On the way back, Watson decides to go into the swamps: even earlier, he noticed a man there (not a convict). Sneaking around, he goes to the stranger’s alleged home. To his great surprise, he finds a note scrawled in pencil in an empty hut: "Dr. Watson has left for Kumb Tresi." Watson decides to wait for the occupant of the hut. Finally he hears the approaching footsteps and cockes the revolver. Suddenly a familiar voice is heard: “Today is such a wonderful evening, dear Watson. Why sit in the stuffy? It's much nicer in the air. ” Friends barely have time to exchange information (Holmes knows that the woman that Stapleton gives out as his sister is his wife, moreover, he is sure that Stapleton is his opponent), when they hear a terrible scream. The scream repeats, Holmes and Watson rush to help and see the body ... of a runaway convict dressed in Sir Henry's costume. Stapleton appears. By clothes, he also takes the deceased for Sir Henry, then with a huge effort of will hides his disappointment.
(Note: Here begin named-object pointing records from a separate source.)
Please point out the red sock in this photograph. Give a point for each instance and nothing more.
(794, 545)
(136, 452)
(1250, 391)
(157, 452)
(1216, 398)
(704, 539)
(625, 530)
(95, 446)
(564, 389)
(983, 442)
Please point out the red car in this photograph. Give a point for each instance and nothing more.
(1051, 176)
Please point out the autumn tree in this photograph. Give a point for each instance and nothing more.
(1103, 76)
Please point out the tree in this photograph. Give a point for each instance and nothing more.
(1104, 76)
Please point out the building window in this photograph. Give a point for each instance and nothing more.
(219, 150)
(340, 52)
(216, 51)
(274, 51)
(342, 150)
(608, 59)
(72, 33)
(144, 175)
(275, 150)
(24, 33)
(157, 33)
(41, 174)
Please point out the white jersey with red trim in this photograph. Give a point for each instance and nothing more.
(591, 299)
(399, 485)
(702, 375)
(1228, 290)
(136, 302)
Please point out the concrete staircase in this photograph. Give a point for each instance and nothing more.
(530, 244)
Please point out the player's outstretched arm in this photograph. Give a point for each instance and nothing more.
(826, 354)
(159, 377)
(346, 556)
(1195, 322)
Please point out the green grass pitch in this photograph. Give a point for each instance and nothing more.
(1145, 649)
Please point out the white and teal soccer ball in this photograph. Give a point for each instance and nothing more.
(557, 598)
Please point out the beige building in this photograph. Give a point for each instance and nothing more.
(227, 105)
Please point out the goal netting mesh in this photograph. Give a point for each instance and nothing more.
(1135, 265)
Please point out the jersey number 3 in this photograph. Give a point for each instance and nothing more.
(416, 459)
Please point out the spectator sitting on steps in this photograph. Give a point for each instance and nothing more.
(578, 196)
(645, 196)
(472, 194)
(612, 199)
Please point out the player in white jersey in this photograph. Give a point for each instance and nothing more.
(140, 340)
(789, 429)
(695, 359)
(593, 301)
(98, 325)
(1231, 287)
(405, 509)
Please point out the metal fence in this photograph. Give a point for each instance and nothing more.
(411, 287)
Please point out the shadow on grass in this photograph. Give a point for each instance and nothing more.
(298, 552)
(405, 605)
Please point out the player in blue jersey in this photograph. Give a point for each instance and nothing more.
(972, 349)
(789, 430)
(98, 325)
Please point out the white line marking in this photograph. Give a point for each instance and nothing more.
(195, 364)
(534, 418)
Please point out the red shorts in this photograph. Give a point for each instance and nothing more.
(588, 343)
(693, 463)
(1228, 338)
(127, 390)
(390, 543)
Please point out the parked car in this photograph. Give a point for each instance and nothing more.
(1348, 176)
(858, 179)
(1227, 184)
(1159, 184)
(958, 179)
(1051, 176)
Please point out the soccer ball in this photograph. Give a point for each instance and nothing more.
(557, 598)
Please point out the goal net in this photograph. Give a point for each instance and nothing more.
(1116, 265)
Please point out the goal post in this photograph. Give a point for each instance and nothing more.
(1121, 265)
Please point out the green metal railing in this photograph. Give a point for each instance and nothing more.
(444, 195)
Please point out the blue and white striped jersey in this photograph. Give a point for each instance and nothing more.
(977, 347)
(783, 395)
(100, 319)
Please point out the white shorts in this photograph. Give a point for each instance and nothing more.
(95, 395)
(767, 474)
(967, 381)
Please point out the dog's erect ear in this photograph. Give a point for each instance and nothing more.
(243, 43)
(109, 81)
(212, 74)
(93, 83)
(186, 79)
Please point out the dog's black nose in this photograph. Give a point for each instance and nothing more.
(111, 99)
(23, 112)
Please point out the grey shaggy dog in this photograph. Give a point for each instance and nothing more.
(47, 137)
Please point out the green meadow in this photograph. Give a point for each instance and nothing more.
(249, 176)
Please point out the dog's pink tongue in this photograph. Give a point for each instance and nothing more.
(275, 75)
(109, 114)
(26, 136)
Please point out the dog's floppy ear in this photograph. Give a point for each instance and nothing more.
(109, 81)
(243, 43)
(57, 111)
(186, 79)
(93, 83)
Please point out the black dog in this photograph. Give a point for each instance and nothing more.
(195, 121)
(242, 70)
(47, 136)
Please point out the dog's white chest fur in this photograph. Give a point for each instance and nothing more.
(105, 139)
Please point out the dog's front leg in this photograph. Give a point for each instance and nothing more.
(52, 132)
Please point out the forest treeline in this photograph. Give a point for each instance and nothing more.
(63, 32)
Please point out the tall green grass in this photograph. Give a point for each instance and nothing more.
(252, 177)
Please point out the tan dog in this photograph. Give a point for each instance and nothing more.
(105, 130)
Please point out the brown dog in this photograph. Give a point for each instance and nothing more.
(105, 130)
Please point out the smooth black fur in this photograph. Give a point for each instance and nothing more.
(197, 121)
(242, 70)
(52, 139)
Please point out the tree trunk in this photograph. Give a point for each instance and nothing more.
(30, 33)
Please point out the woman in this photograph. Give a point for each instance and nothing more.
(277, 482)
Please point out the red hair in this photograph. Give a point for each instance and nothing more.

The next day, Sir Henry leaves alone for a visit to Stapleton, and Holmes, Watson and detective Lestrade, who arrived from London, lie hidden in the swamps near their home. Holmes' plans are almost knocked down by the fog creeping from the side of the bog. Sir Henry leaves Stapleton and heads home. Stapleton launches a dog in his footsteps: a huge, black one, with burning mouth and eyes (they were smeared with a phosphorescent compound). Holmes manages to shoot the dog, although Sir Henry still survived a nervous shock. Perhaps even more shocking for him was the news that the woman he loved was Stapleton's wife. Holmes finds her bound in the back room - finally she rebelled and refused to help her husband in hunting for Sir Henry. She escorts the detectives into the depths of the quagmire, where Stapleton hid the dog, but no traces can be found. Obviously

To improve their health, Sir Henry and Dr. Mortimer embark on a trip around the world, and before sailing visit Holmes. After their departure, Holmes tells Watson the details of this case: Stapleton - a descendant of one of the branches of the Baskervilles (Holmes guessed this by his resemblance to the portrait of the wicked Hugo), he was often seen in fraud, but he managed to safely hide from justice. He was the man who invited Laura Lyons to first write to Sir Charles, and then forced her to refuse a date. Both she and Stapleton's wife were wholly in his power. But at a crucial moment, Stapleton's wife stopped obeying him.

Having finished the story, Holmes invites Watson to go to the opera - to the Huguenots.